What group level selection perspective opponents commonly overlook, in my perspective, is that while the “in theory” utility of the gene level selection perspective is fine, “in practice” its utility is poor when dealing with cooperation adaptations which require groups. As Pinker illustrates, the gene level selection perspective leads even brilliant and knowledgeable investigators, such as himself, into error producing, “selfish gene” shaped mental traps.
Specifically, Pinker’s hypothesis is that human altruistic behavior is best explained as kin selection, self-interested ‘altruism’, and social pressure. However, Pinker’s hypothesis cannot be correct because it has such poor explanatory power for the biology underlying our moral sense, which is what motivates altruistic behavior. As I describe, his hypothesis has poor explanatory power for what specific emotions are produced by our moral sense and the circumstances that trigger them. In stark contrast, the hypothesis that naturally follows from the group selection perspective, that our moral sense was selected for because it motivated cooperation strategies (including kin altruism), has wonderful explanatory power for all our moral sense’s emotions and the circumstances that trigger them.

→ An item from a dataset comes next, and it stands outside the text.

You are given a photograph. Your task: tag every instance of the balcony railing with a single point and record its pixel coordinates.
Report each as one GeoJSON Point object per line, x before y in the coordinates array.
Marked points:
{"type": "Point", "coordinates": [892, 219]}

In summary, the utility of the multi-level selection perspective is “in practice”, not “in theory”. I am confident we could start from the gene level perspective and through tortuous, convoluted reasoning get to a correct hypothesis about the origins and function of our moral sense. But why struggle with that when the group level perspective leads to the apparently correct hypothesis so naturally because cooperation must occur in groups?

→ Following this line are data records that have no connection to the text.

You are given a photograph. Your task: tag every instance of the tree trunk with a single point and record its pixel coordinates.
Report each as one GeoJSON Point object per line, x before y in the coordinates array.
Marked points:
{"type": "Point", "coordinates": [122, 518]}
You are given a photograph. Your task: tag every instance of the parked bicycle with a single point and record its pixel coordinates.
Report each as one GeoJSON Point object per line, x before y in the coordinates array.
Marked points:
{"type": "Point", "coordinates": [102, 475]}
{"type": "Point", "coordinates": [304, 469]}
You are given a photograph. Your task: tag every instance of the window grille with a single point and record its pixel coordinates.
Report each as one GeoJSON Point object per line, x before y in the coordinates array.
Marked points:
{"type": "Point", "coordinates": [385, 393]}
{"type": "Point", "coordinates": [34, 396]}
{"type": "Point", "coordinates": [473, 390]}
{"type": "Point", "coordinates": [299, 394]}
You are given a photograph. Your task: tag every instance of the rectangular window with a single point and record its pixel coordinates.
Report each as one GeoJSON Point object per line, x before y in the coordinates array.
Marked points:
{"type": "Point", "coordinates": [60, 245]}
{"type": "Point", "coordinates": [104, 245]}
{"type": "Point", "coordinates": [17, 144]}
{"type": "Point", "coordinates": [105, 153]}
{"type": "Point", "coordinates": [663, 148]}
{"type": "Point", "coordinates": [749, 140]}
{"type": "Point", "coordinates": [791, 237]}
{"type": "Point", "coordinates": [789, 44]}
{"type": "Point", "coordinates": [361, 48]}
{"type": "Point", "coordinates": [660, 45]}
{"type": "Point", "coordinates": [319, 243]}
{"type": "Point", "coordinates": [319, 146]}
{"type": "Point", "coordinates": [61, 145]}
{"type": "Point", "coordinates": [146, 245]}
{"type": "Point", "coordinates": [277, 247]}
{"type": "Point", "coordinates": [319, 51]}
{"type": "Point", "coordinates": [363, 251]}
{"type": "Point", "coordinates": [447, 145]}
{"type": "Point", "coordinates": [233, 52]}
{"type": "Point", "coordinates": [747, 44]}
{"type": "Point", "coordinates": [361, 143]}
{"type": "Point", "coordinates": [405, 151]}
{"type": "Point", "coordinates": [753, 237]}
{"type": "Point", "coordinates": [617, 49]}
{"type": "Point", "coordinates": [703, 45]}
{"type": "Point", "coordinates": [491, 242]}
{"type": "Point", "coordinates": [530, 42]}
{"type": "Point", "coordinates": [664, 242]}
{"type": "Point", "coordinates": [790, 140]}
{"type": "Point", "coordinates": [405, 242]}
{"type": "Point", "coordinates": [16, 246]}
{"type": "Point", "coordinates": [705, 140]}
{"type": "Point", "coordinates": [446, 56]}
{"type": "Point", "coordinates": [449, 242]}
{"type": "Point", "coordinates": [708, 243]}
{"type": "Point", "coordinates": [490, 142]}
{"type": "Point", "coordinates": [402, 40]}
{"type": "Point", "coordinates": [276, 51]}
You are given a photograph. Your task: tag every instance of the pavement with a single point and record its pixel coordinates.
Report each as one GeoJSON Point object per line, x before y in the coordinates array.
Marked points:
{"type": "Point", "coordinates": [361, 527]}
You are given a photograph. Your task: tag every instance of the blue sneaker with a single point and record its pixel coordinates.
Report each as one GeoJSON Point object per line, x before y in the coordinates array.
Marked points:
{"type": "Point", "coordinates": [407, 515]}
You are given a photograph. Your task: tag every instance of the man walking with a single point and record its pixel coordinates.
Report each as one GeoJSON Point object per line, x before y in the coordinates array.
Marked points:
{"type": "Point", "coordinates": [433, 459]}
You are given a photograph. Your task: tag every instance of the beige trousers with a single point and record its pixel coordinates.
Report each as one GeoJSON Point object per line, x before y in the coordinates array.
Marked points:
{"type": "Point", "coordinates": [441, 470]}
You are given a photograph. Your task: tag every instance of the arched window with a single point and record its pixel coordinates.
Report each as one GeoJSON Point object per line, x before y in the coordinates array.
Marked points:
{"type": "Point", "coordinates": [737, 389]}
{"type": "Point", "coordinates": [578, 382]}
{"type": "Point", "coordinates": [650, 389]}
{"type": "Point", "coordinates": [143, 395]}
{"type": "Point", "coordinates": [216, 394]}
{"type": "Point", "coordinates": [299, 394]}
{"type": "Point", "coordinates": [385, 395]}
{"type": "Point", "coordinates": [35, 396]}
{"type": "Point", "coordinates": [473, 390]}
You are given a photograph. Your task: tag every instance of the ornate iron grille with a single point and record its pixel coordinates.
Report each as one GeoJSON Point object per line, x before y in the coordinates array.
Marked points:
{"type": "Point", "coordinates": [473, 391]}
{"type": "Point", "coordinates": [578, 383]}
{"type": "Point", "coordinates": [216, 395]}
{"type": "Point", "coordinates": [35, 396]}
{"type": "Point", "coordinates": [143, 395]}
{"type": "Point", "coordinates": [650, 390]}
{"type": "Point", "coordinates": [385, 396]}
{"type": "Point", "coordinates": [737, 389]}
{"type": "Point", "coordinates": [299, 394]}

You said that to test my hypothesis about moral emotions “… we would have to go back to Darwin’s suggestion and actually show that groups of humans in which these emotions are more prominent drivers of behavior out-compete groups in which these emotions have less influence on behaviors.” But imagine we had one group composed of rational psychopaths who, nevertheless, were highly cooperative purely out of self-interest. They, who have large and perhaps complete deficits in their ability to experience moral emotions, could out-compete other groups with fully functional moral emotions and less cooperative cultures. Your test is about cooperation which is a broader phenomenon than moral emotions. I see it as much stronger science to rank the truth of Pinker’s hypothesis and my hypothesis as I did it, using standard ‘truth’ criteria such as explanatory power for our moral sense, no contradiction with known facts, simplicity, integration with the rest of science, and so forth.
Looking over your interesting site, I was pleased to see that, at least from my perspective, we have highly complementary approaches to understanding cooperation.